Monday, February 23, 2009

The Standard Canard

Sully vs. Teh Entitlements

Now we see the real struggle for the soul of this administration. Obama wants to tackle the insolvency of the big three entitlement programs: Medicare, Medicaid and Social Security. These three programs, especially Medicare, will destroy the fiscal future, unless we pare them back now. Left untouched, they will also make it much likelier in the near future that global financial markets may finally snap and stop sending money to a country that looks more and more like those subprime mortgage-owners than a serious polity. And so we have a tough-on-spending budget and a desire to convene the long-anticipated, endlessly delayed fiscal sanity summit to make the deal we all know needs to be made. The GOP will have to accept some tax hikes and the Dems will have to accept some entitlement cuts.

We're told, over and over, that there is some looming crises in Social Security and Medi-Care/Medi-Caid. Is it true? Well, there might be a problem in about 40 years.

Of course, it wouldn't be an Andrew Sullivan post if it did not make the assumption that the answer to every problem lies in mid-point of two "extremes";

The right therefore has an opening to appeal, for a change, to the sensible center.

So we get a two-for from Sullivan today. A perpetuation of the Entitlement myth, along with the conventional wisdom that there is no real different between Conservative and Progressive policy positions. They are both wrong, and the answer is always the "middle" choice.
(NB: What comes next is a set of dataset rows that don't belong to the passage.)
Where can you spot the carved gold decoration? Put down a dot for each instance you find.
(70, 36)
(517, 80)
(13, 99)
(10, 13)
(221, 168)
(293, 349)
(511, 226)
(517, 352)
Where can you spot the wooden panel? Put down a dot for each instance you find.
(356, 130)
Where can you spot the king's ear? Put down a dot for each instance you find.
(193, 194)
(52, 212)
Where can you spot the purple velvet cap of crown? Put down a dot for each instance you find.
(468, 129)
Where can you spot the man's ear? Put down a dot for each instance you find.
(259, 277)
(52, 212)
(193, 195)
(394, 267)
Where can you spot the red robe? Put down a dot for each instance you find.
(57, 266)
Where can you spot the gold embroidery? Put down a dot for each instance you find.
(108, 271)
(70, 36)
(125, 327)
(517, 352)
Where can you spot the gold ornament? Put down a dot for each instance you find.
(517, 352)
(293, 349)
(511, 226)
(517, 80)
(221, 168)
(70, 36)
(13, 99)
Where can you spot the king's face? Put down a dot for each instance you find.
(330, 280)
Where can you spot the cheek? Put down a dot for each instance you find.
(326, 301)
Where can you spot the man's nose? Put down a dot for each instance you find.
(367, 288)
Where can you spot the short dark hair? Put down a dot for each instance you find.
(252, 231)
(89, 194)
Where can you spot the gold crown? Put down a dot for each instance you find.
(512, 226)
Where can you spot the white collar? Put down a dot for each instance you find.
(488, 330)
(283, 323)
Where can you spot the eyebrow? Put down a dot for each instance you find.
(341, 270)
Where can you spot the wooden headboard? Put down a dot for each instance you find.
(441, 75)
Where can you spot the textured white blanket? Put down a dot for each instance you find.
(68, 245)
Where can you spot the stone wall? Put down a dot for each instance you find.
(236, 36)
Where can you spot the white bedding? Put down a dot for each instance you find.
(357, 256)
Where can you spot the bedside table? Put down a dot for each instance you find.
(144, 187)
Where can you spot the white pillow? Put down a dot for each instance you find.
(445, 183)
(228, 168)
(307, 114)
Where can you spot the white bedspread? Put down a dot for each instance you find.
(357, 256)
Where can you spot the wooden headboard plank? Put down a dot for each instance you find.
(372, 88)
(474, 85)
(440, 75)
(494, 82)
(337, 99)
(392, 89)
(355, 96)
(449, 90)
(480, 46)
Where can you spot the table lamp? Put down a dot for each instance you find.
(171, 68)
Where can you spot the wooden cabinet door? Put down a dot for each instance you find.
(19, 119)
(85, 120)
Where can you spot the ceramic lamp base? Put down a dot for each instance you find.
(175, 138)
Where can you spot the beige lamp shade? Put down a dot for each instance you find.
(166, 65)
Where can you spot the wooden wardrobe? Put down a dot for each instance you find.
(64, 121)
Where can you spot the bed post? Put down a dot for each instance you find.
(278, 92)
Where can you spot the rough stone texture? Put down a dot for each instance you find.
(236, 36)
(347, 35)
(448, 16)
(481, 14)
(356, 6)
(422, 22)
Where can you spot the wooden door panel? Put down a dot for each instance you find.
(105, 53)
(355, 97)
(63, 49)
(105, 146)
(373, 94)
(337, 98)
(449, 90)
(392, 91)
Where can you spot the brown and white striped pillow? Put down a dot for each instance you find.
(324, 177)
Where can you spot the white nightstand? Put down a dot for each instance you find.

Krugman explains it in simple terms.

We have an aging population, which will tend to increase the share of GDP spent on these programs. Looking ahead to circa 2050, we’ll go from about 3 workers per retiree to 2. This would, other things equal, raise spending on the programs by about 4 percentage points of GDP. (Not 4.5, because only part of Medicaid is age-related). That is, we’d spend 6.75 percent of GDP on retirement, 6.25 percent on health care.
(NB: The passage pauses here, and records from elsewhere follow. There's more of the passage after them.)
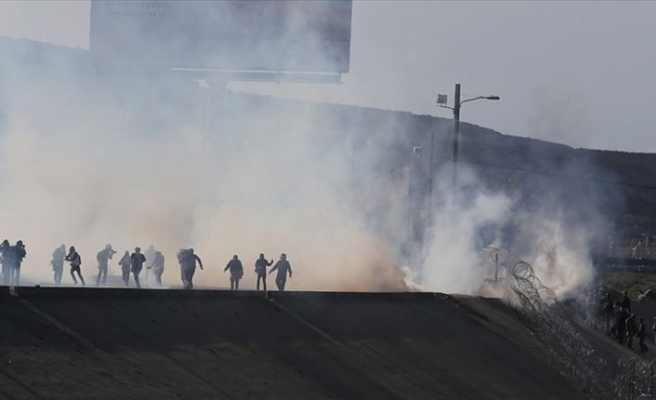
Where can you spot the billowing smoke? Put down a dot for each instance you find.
(95, 159)
(550, 213)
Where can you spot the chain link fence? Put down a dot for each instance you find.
(630, 378)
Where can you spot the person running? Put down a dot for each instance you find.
(236, 272)
(188, 260)
(57, 262)
(283, 267)
(260, 269)
(75, 260)
(626, 302)
(631, 330)
(6, 258)
(158, 267)
(103, 258)
(18, 254)
(137, 260)
(126, 264)
(642, 333)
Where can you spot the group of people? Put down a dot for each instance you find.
(132, 264)
(622, 324)
(283, 267)
(11, 258)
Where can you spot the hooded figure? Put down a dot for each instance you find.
(283, 267)
(158, 267)
(260, 269)
(57, 262)
(6, 257)
(103, 258)
(138, 261)
(187, 259)
(76, 261)
(126, 263)
(236, 272)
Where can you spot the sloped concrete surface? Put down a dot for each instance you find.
(64, 343)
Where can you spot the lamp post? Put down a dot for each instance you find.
(457, 103)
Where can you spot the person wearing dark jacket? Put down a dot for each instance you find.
(76, 261)
(631, 330)
(188, 259)
(260, 270)
(236, 272)
(283, 267)
(626, 302)
(126, 264)
(57, 262)
(137, 260)
(158, 267)
(103, 258)
(621, 325)
(6, 258)
(642, 332)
Now, 4 percent of GDP is a lot, but not catastrophic: remember, the share of GDP spent by the government currently is 10 percentage points or more higher in a number of wealthy countries than it is here.

What makes the projections you actually see so scary is the assumption that “excess cost growth” in health care will continue — that is, health spending per person will continue to rise at close to 2 percent faster than GDP per capita. This means, circa 2050, that health care costs will be roughly double what pure demography would predict, adding another 6 plus percentage points to the entitlements projection. Looking beyond that, demography adds very little — it’s all health care.

Why are health care costs skyrocketing? Profit margins for the insurance companies.

If we really want to "fix" Social Security, all we need to do is expand Medi-Care over the next 40 years as a single payer health insurance. Even if that doesn't fix the issue entirely, rescinding the payroll tax cap and making it more progressive will generate enough revenue to continue the benefits at the same level as they are today.

What I don't understand is why some people seem hell bent on eliminating very popular social programs? It doesn't make any sense.